The speed of the third object.

Answer to Problem 19P

The speed of the third object is $3.46\times {10}^4\text{m/s}$.

Explanation of Solution

Write the equation from conservation of energy.

  $qV=\frac{1}{2}m{v}^2$        (VII)

Here, $q$ is the charge, $m$ is the mass, $v$ is the speed and $V$ is the net potential.

Write the expression for the net potential.

$V=V_1+V_2+V_3$        (VIII)

Write the expression for potential.

$V_3=\frac{k{q}_3}{r}$        (IX)

Here, $q_3$ is the charge, $V_1$ is the potential.

Rewrite the expression from (VII) by using (III), (V), (VIII) and (IX).

$q\left[\frac{k{q}_1}{r}+\frac{k{q}_2}{r}+\frac{k{q}_3}{r}\right]=\frac{1}{2}m{v}^2$        (X)

Conclusion:

Substitute, $20.0\text{nC}$ for $q_1$, $10.0n\text{C}$ for $q_2$, $-20.0n\text{C}$ for $q_3$, $40\text{nC}$ for $q$, $2.00\times {10}^{-13}\text{kg}$ for $m$ and $\text{4}\text{.00cm}$ for $r$ in Equation (VI) to find $U$.

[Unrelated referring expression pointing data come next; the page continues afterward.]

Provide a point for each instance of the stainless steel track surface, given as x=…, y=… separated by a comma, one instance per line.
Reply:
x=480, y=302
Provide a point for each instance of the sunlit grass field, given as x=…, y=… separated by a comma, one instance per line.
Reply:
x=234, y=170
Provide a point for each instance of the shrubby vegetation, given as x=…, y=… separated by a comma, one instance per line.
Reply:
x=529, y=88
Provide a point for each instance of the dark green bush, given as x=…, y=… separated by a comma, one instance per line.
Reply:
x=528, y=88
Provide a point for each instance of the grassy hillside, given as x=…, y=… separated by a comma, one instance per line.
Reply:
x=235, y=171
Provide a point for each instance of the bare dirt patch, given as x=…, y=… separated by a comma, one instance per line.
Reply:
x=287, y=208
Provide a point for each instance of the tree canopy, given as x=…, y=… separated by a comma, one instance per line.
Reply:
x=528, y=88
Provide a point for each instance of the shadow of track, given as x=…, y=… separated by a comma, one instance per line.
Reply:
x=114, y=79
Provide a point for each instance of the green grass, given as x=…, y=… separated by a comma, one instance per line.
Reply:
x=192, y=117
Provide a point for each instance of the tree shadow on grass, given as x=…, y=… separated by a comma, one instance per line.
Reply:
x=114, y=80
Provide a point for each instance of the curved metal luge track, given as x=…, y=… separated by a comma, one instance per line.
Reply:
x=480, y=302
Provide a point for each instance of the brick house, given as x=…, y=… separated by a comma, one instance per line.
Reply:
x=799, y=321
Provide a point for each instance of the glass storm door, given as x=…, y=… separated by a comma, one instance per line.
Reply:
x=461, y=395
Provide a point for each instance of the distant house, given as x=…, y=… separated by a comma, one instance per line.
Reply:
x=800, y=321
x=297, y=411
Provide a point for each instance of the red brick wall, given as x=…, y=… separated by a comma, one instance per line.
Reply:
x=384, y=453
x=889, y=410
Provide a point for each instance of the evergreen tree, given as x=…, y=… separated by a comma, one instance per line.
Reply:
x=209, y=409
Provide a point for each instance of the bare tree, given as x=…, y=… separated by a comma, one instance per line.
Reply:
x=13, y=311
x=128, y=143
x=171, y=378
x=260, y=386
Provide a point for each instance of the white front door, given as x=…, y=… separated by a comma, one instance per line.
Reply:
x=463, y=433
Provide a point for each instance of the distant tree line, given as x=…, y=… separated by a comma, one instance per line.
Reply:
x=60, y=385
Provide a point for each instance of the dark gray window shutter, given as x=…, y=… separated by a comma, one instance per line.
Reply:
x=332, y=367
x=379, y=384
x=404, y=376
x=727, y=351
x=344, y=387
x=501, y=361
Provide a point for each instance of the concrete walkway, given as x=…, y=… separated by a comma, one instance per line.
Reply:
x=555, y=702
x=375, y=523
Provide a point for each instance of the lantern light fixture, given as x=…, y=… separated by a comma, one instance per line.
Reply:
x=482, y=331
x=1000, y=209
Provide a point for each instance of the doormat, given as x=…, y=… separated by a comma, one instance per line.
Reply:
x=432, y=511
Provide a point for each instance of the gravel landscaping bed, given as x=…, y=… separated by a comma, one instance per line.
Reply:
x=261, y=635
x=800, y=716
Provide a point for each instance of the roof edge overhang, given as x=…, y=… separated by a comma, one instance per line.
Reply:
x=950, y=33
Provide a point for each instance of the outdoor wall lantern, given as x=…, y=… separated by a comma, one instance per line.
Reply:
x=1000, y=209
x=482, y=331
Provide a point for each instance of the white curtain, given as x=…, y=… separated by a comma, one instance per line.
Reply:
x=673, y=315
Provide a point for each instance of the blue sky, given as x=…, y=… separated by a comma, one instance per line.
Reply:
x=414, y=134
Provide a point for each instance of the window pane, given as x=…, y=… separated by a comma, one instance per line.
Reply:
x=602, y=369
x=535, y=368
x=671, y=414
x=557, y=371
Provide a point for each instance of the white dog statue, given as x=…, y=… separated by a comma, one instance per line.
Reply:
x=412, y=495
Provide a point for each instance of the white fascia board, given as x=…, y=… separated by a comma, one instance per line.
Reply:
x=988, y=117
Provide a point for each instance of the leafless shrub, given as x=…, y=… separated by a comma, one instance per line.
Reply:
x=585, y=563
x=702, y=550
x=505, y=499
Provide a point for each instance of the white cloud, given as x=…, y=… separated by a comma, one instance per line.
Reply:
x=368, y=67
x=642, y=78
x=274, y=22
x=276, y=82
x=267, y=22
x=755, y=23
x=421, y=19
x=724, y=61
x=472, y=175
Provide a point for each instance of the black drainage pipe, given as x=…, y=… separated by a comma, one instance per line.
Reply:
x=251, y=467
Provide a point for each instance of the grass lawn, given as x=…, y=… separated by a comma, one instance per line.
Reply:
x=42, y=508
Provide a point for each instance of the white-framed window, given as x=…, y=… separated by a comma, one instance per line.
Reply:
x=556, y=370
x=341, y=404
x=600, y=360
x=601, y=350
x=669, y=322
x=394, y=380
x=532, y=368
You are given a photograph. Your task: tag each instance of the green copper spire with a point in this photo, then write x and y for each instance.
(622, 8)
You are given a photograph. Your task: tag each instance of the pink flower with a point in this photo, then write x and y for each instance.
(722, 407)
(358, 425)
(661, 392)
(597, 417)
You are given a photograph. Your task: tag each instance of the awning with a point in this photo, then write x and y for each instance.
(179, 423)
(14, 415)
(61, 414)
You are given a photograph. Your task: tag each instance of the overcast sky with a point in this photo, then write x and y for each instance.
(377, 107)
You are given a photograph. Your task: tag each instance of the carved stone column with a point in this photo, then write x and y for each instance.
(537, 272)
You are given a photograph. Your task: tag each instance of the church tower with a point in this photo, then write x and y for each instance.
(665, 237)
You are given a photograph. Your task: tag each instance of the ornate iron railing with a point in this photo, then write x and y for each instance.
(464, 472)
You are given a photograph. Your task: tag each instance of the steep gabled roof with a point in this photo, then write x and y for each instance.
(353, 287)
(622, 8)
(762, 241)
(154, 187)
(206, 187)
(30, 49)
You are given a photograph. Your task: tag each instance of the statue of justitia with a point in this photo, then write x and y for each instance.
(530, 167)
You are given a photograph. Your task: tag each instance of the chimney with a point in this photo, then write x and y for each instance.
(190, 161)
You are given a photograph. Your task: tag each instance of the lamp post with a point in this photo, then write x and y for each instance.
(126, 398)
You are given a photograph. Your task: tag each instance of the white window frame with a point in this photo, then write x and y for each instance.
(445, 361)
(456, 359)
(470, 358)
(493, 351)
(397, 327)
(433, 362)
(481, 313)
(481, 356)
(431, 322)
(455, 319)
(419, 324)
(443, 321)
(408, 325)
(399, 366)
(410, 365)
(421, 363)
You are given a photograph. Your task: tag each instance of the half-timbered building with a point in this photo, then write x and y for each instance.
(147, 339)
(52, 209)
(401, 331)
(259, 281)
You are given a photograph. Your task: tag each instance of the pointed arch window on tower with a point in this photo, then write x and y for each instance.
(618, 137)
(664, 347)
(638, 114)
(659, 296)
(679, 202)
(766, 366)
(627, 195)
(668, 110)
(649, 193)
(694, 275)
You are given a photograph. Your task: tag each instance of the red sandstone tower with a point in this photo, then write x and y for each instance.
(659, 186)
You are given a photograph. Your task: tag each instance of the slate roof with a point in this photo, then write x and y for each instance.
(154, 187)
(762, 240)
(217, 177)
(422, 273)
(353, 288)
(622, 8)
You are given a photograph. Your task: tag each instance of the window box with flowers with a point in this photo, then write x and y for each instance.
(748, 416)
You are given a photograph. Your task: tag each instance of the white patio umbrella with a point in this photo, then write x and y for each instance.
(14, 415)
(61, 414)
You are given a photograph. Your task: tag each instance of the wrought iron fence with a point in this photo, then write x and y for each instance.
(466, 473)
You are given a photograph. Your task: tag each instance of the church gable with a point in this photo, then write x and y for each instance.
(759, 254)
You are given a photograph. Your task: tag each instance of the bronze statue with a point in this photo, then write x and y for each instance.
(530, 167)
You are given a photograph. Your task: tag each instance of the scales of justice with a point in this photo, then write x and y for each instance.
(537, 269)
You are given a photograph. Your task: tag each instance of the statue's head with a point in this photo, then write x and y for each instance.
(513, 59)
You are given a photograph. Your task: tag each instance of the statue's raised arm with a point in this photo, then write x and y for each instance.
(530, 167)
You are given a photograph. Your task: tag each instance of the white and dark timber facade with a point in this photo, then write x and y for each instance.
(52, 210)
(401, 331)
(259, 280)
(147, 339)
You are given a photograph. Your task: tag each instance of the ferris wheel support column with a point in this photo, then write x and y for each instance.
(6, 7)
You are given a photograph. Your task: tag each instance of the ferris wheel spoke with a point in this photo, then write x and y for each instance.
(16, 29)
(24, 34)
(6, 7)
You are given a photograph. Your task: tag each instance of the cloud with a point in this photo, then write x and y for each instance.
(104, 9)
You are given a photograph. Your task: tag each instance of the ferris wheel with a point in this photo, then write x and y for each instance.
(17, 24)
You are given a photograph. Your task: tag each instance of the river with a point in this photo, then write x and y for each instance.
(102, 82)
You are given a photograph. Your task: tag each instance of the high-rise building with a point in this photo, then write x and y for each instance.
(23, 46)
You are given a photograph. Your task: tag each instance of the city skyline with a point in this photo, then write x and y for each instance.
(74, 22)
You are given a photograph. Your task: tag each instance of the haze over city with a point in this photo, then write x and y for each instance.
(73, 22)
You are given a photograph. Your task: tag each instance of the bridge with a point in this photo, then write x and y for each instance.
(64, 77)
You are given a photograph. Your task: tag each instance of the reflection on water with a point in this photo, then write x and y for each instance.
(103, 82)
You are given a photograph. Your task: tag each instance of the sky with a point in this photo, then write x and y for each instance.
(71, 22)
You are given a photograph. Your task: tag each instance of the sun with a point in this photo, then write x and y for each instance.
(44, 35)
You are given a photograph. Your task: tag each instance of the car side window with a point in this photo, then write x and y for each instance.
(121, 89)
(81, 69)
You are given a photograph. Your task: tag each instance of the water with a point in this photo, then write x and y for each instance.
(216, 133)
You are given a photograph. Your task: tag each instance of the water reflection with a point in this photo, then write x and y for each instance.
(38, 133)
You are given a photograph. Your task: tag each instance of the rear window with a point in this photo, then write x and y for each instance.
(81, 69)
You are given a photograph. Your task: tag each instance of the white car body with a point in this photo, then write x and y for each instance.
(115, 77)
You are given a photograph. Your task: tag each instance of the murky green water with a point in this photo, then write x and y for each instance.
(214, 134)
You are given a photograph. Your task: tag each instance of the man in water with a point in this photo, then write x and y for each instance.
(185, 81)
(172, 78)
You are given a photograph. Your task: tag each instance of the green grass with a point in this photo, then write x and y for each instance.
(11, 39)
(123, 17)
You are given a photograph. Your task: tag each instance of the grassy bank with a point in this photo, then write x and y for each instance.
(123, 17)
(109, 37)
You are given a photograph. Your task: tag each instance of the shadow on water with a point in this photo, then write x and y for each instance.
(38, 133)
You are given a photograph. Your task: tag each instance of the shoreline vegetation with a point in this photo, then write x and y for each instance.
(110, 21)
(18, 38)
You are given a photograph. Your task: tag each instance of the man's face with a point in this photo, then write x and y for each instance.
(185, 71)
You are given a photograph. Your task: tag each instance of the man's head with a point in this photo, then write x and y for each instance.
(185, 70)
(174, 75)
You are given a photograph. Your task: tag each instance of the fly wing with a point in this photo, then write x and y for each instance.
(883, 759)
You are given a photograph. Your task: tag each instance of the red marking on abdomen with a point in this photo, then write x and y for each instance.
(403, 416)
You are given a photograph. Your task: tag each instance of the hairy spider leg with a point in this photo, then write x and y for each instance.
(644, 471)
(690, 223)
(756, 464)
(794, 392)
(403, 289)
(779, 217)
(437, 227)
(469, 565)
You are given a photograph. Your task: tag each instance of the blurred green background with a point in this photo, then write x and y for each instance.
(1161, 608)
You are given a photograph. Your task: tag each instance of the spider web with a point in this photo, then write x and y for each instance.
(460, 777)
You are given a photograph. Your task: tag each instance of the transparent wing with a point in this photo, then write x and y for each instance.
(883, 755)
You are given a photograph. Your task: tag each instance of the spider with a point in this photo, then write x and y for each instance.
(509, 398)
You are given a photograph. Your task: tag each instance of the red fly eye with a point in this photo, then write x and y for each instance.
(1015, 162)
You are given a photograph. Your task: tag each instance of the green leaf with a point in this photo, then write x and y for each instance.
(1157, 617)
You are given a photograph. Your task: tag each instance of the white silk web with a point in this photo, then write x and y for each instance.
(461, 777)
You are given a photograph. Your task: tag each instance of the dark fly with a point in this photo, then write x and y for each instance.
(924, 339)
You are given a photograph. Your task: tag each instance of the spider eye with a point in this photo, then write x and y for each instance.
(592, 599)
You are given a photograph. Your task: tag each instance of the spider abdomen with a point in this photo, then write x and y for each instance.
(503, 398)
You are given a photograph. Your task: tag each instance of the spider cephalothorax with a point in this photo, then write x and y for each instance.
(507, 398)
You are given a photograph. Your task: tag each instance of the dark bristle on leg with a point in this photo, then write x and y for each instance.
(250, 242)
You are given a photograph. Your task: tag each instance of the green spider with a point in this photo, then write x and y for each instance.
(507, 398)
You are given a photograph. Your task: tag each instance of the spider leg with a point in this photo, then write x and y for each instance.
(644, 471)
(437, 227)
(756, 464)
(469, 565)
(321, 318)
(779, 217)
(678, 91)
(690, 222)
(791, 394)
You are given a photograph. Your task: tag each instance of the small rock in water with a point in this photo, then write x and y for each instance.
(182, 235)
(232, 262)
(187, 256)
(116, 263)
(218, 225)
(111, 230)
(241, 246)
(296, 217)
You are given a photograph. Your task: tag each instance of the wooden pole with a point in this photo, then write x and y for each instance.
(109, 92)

  $\begin{array}{c}\frac{\left(8.99\times {10}^9{\text{N-m}}^{\text{2}}{\text{/C}}^{\text{2}}\right)}{\left[\left(\text{4}\text{.00cm}\right)\left(\frac{1\times {10}^{-2}\text{m}}{1\text{cm}}\right)\right]}\\ \left\{\left[\left(20.0\text{nC}\right)\left(\frac{1\times {10}^{-9}\text{C}}{1\text{nC}}\right)\right]+\left[\left(10.0\text{nC}\right)\left(\frac{1\times {10}^{-9}\text{C}}{1\text{nC}}\right)\right]+\left[\left(-20.0\text{nC}\right)\left(\frac{1\times {10}^{-9}\text{C}}{1\text{nC}}\right)\right]\right\}\\ =\frac{1}{2}\left(2.00\times {10}^{-13}\text{kg}\right)v^2\\ v=\sqrt{\frac{2\left(1.20\times {10}^{-4}\text{J}\right)}{2\times {10}^{-13}\text{kg}}}\\ =3.46\times {10}^4\text{m/s}\end{array}$

Thus, the speed of the third object is $3.46\times {10}^4\text{m/s}$.